On page 129, Milton-Edwards highlights a crucial point often overlooked in polemical works like Drury’s: Palestinians are uniquely maintained as permanent refugees through UNRWA’s system, where status is inherited indefinitely. Unlike other displaced populations, whose descendants integrate over time, many Arab states have chosen to keep Palestinians in this status for generations, politicising their identity. Otherwise, we would see millions of Irish or Jewish ‘refugees’ worldwide. This framework has long served wider regional aims, including opposition to Israel’s existence.

She also notes the wider framework: in 1948, Arab armies sought to wipe out the nascent Jewish state - what some even viewed as 'finishing what Hitler could not.' Meanwhile, UNRWA has absorbed billions in international funding, with its definition of “refugee” so elastic that even wealthy U.S.-based figures like the Hadid family are still registered under its rolls, despite long being far removed from genuine displacement.

As Milton-Edwards concludes: "In sum, the Arab-Israeli conflict has created pockets of profit for the Arab elite, built on the maintenance of authoritarian power, the wealth derived from arms and the military industry and associated economies, as well as the political prestige associated with any form of victory (real of otherwise) over Israel. In return, Israel in its defence of itself, has established a state concerned with its security..."

It’s telling that while Palestinians are presented as victims, some connected to leadership live far removed from that hardship. Suha Arafat, Yasser Arafat’s widow and daughter, has lived in Malta since 2007 with significant wealth, despite disputes over millions diverted during Arafat’s leadership. Likewise, reports indicate Yahya Sinwar’s widow was smuggled out of Gaza with children and a large sum of cash via a tunnel, later remarrying in Turkey. These examples highlight the contrast between public narratives of perpetual refugeehood and the private fortunes of some leaders’ families.

Sanitising Terror
Drury’s Chapter 6 emphasises UNRWA as a lifeline for Palestinian refugees and frames Jordan mainly as a mediator between Israel and Palestine. By contrast, Mudar Zahran, a Palestinian commentator and Jordanian opposition figure, offers a different lens, exposing the ways Jordan exerts control over Palestinians within its borders - an aspect often overlooked. While Drury portrays Palestinians as dependent on UNRWA and caught between Israel and Jordan, Zahran stresses the limitations imposed by Jordanian policies, showing that Palestinian hardship is shaped not only by the Israeli-Palestinian conflict but also by regional powers claiming to protect them. These perspectives together reveal a more complex reality: Palestinians are neither entirely passive victims nor fully free actors, but are constrained by multiple layers of authority, as Milton-Edwards also observes.

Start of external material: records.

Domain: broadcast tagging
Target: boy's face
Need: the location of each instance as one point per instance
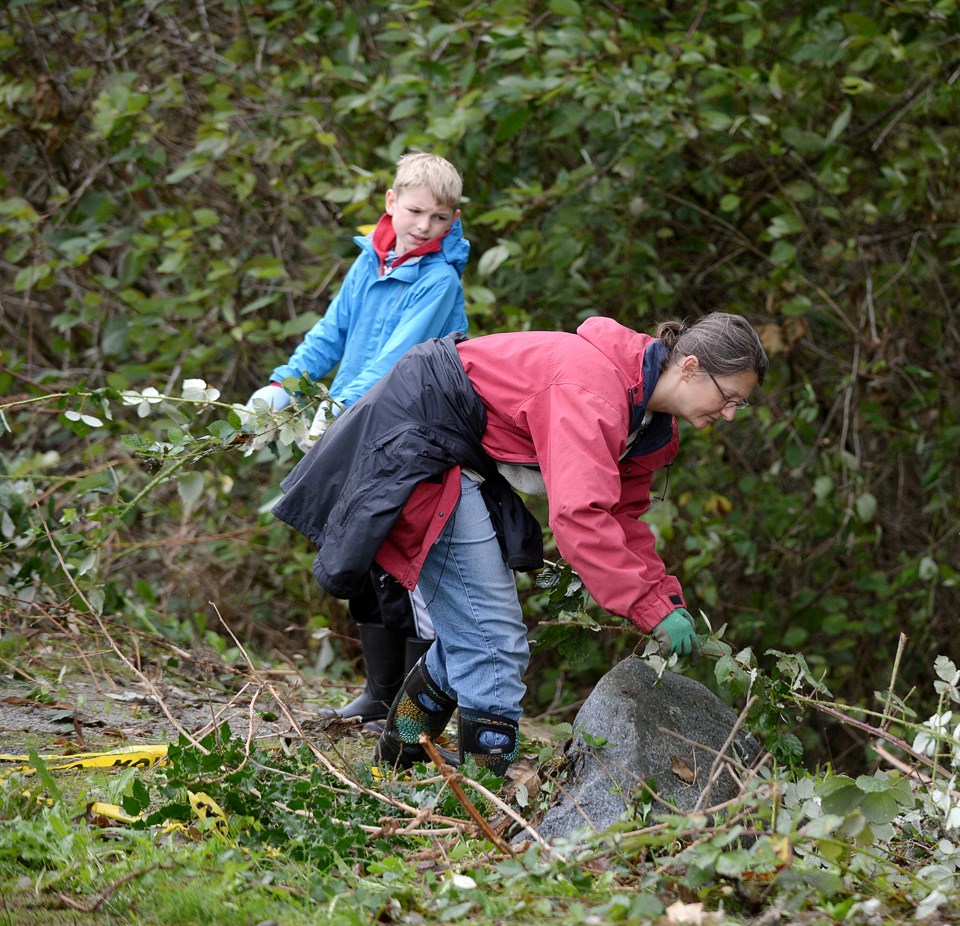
(418, 217)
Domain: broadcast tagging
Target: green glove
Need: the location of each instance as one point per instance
(675, 634)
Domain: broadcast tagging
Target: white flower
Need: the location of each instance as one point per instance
(88, 420)
(143, 400)
(196, 390)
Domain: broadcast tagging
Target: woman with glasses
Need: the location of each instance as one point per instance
(422, 474)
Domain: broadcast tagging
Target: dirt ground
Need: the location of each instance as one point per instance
(57, 697)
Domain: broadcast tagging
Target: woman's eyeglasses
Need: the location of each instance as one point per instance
(728, 402)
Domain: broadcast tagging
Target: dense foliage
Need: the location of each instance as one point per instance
(178, 190)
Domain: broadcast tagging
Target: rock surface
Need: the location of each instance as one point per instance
(669, 733)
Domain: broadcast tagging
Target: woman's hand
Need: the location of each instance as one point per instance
(676, 634)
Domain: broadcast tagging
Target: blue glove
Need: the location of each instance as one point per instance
(676, 634)
(275, 396)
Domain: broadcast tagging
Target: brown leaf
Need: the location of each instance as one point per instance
(682, 770)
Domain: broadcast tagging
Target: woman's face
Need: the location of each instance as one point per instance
(705, 397)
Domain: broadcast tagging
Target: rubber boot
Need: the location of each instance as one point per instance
(384, 664)
(420, 707)
(492, 741)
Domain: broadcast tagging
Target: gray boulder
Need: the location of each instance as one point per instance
(669, 732)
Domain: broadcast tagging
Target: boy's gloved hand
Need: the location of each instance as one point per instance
(676, 634)
(275, 396)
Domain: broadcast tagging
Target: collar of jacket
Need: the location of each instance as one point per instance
(659, 429)
(384, 239)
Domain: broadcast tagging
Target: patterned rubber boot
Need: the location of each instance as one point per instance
(492, 741)
(419, 707)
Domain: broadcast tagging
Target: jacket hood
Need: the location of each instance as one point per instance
(454, 248)
(637, 355)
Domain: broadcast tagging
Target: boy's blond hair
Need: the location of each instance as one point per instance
(435, 173)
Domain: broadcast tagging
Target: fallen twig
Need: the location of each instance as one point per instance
(452, 778)
(107, 891)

What is utterly shameful is Drury’s claim on page 114, which is not merely misleading - it is an outright lie. He writes: “UNRWA has had to deal with many difficulties… but nothing it has faced was as existential as that which followed the accusations that a dozen of its staff had been involved in the Hamas attack of 7 October. Once the allegations were made… in a short dossier produced by the Israeli government… funding was withdrawn…”

This is categorically false. The involvement of UNRWA staff was not based on an “Israeli dossier” or unproven accusations; it was captured on camera by the attackers themselves, with UNRWA employees clearly participating in the attacks. The identities of 12 UNRWA staff members “actively participated” in the Hamas-led October 7 onslaught on southern Israel.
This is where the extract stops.